The only path to encounter the Risen Christ are His (and our) wounds

SECOND SUNDAY OF EASTER (DIVINE MERCY) – Year A –

 Fr Paolo Consonni, MCCJ

Last month, the news reported that the vast majority (up to 90%) of foreign domestic helpers in Macao endure potentially traumatic living circumstances and are at risk of unhealthy behaviors. Many helpers are exposed to precarious working conditions, long periods of separation from family, and difficulties in supporting themselves. These circumstances have a lasting adverse impact on their psychological well-being. Hopefully, the increased awareness of this issue will help improve their situation and offer better support.

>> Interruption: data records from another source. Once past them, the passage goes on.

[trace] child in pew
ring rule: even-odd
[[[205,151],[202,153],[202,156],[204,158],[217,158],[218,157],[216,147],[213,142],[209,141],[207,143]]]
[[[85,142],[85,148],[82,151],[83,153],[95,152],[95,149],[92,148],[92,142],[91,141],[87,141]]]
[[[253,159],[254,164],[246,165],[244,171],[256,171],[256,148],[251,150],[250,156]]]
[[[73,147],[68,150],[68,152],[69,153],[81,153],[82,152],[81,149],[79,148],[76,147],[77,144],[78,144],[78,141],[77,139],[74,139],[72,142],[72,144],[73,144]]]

Reading the article, I thought of how easily we can overlook the effect of traumas in our lives and in the lives of others. While most of the time we manage to cope with life’s difficulties and move on without lasting negative effects, at other times traumatic events deeply affect us for long periods of time, even for one’s lifetime. Most of us, maybe all of us, have inner wounds that need healing.

There is no doubt that the disciples experienced Jesus’ death on the cross as a traumatic experience. The first encounter of the Risen Lord with His disciples, and especially with Thomas, which will be proclaimed in this Sunday’s Gospel (the Sunday of Divine Mercy), confirms this impression (see John 20:19-31). Jesus finds the disciples fearful, isolated, and even barricaded with doors and windows tightly closed. They feel ashamed of their cowardice because they abandoned and even denied Jesus. They are literally and figuratively in darkness, with their dreams shattered and unable to know what to do next. How many times have we gone through the same feelings when we hit a low?

It is not easy to deal with trauma. Most of the time, we try to bury it in the unconscious to suppress the pain it provokes. There are memories in our hearts we would rather not touch because when triggered they can cause havoc in our lives. Though hidden, our inner wounds are, however, still active and influence our moods and choices.

The Risen Christ, appearing to the traumatized disciples, didn’t allow them to deploy any avoidance mechanism: “Jesus came and stood among them […] then he showed them his hands and his side. Then he said to Thomas, ‘Put your finger here and see my hands. Reach out your hand and put it in my side. Do not doubt but believe’” (vv. 20-27).

Jesus’ wounds, the horrible marks of the massive traumatic events of the Cross He Himself endured, were healed by His faith and trust in the Father. On His risen body, those wounds though healed were still visible. Jesus did not want to “forget” the pain of the Cross. The Resurrection is not simply the overturning of the cross, as if His death was a defeat and the Resurrection the reversal of that defeat. Both the cross and the Resurrection are part of one act of love, mercy, and redemption.

By looking at Jesus’ wounds, besides recognizing the reality of the Resurrection, the Apostles were therefore forced to process their own traumatic experiences but no more with shame and guilt. Jesus’ gift of peace (Shalom) and the breathing of the Holy Spirit upon them allowed them to face their weaknesses and failures in the light of God’s Mercy. Those imperfect disciples understood that Jesus forgave them and that His love is more powerful than their sins, fears, and cowardice.

By sending these traumatized Apostles into the world, Jesus invited them to “move on” from the paralysis caused by their traumas, trusting Him as He trusted the Father, more than relying on their own ineffective coping mechanism. Similarly, by humbly recognizing our fragility, and our need for help, we can open our wounds to the healing power of Christ’s mercy and become ourselves instruments of healing and reconciliation in a wounded world: “Receive the Holy Spirit. If you forgive the sins of any, they are forgiven”. (vs. 24) Wounded people are the best healers because they themselves have gone through the traumatic experience to be wounded. The Apostles became witnesses of the Resurrection and truly evangelizers, not despite their wounds, but thanks to those wounds which allowed them to experience the extent of God’s mercy.

I remember that many years ago Pope Francis said that “the narrow path to encounter the Risen Christ are his wounds”. There is no other. Not our knowledge or prayers, not our moral and ascetic efforts are in themselves enough to lead us to experience the power of the Resurrection in our lives. Only when we see in Jesus’ wounds the reflection of our own inner wounds, and also the wounds of our brothers and sisters which await to be nursed and tended with the Mercy flowing from the Cross, then healing is possible, and life can have a fresh start. That is the way we concretely experience the Resurrection. As St. Peter affirmed, looking at his own experience: “By his wounds you have been healed” (1 Pt 2:24).